"Gerek yok diyorum. Sadece bir anlığına başım döndü." Çatık kaşları ile öylece bana bakmaya devam ettiğinde kolumu omzuna atıp gözlerimle ileriyi işaret etmiştim. "Hadi sınıfa gidelim."
"Alper, hâlâ yorgun görünüyorsun. Yüzüne bak, domatese benziyor. Ayrıca ateşin de var. Oğlum içim gidiyor. Önce kavgaya karıştın sonra vücuduna zarar geldi ardından ayağın kırıldı, şimdi de bu hâldesin.

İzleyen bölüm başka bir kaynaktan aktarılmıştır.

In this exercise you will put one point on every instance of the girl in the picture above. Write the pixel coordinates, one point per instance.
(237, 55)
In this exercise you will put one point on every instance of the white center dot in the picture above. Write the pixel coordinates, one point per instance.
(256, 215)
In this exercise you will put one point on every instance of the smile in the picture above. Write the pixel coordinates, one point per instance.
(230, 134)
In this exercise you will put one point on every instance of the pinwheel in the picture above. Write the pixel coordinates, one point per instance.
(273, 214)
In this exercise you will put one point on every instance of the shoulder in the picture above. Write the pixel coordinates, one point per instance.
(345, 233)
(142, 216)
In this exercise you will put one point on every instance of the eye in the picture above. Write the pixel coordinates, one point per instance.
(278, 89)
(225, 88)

Biraz daha mı izin alsan? Evde dinlenirsen daya iyi olursun he?" Göz devirip tekrardan yanımdaki bedene döndüm. Acaba uykumda neler yaşadığımı bilse, bu kadar ciddi kalabilir miydi? "Endişeni anlıyorum ama iyiyim Yiğit. Valla ederim şu an çok iyiyim. Gidelim artık, buranın kokusu midemi bulandırıyor."
Kararsız gibi göründüğünden bedenini hafifçe itip koluna girdim. "Yürü artık beyaz at. Anlamıyor musun laftan?" Gözlerini kapatıp derin bir nefes aldı. "Sen cidden... Herneyse yavaş yürü, şimdi bu şansınla takılıp düşersin, o zaman görürüm seni."

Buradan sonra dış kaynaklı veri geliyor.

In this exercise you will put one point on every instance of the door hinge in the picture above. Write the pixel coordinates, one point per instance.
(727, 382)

Bu şansımla her boku yaşayabilirim, düşmek ne kelime?
Yavaş adımlarla koridorun sonuna geldiğimizde derin bir nefes almıştım. Söyleyin şimdi, bu zavallı kul neye utansın? Tüm sınıfın ortasında düştüğüm duruma mı yoksa gördüğüm ürkünç(!) rüyadan ötürü Yağız Hoca'ya mı? Allah kahretsin, acaba zile kadar kapının önünde mi beklesek?

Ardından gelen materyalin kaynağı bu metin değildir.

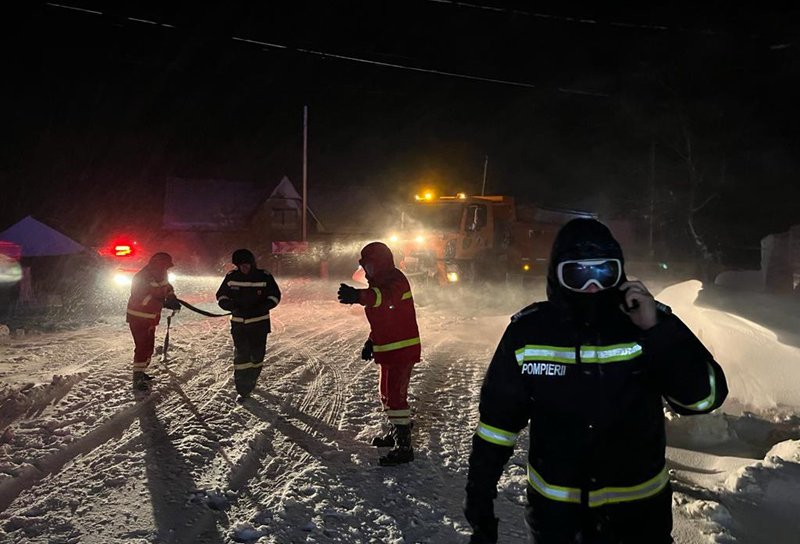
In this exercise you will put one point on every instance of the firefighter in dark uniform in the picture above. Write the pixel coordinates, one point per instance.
(249, 293)
(150, 292)
(588, 369)
(393, 342)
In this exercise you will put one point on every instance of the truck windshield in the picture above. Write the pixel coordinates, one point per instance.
(444, 216)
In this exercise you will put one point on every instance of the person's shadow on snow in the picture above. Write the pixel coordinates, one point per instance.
(170, 481)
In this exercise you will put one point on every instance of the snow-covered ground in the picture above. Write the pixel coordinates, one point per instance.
(81, 461)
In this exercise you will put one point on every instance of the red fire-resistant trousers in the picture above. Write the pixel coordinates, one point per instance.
(144, 338)
(394, 379)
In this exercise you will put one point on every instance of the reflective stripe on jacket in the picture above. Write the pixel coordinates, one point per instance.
(147, 296)
(253, 296)
(593, 400)
(389, 306)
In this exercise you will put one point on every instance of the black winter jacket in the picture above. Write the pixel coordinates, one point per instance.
(593, 397)
(249, 297)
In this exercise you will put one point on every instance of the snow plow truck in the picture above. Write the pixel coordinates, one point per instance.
(462, 238)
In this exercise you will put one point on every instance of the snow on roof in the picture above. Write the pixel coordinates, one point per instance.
(40, 240)
(211, 204)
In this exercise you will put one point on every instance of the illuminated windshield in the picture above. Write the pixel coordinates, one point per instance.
(443, 216)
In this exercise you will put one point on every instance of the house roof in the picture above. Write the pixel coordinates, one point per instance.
(39, 240)
(211, 204)
(354, 209)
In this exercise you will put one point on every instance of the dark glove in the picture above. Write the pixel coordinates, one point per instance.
(366, 352)
(347, 294)
(479, 511)
(227, 304)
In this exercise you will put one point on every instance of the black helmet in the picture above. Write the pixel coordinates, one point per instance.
(243, 256)
(161, 259)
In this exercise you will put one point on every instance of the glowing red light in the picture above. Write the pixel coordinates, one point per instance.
(122, 247)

"Yi..." Sözümü bitirmeden canım arkadaşımın kapıyı çalması ile elimi gelişi güzel alnıma yapıştırmıştım.
"Gir!" İşte her zamanki gibi derinden gelen, yankısı beynimin dört bir yanını saran ve beni olduğum yere mıhlayan o ses. Yutkundum ve başımı eğdim. "Yavaş yavaş." Yiğit'in yardımıyla sınıfa girdiğimizde utancımdan ötürü asla ama asla başımı kaldırmadım.
Ayak sesleri?
Evet bana yaklaşıyordu! Allah kahretsin ki bana yaklaşıyordu. Bir adım, ikinci adım ve üçüncü adım. Ayakkabılarının ucu göz hizama girdiğinde kıpırdamamaya yeminliymiş gibi öylece durduk. Bir an sonra, ayaklarımın dibinde duran beden yavaşça eğildi ve o güçlü, otoriter duruşu şimdi nazik bir gölgeye büründü.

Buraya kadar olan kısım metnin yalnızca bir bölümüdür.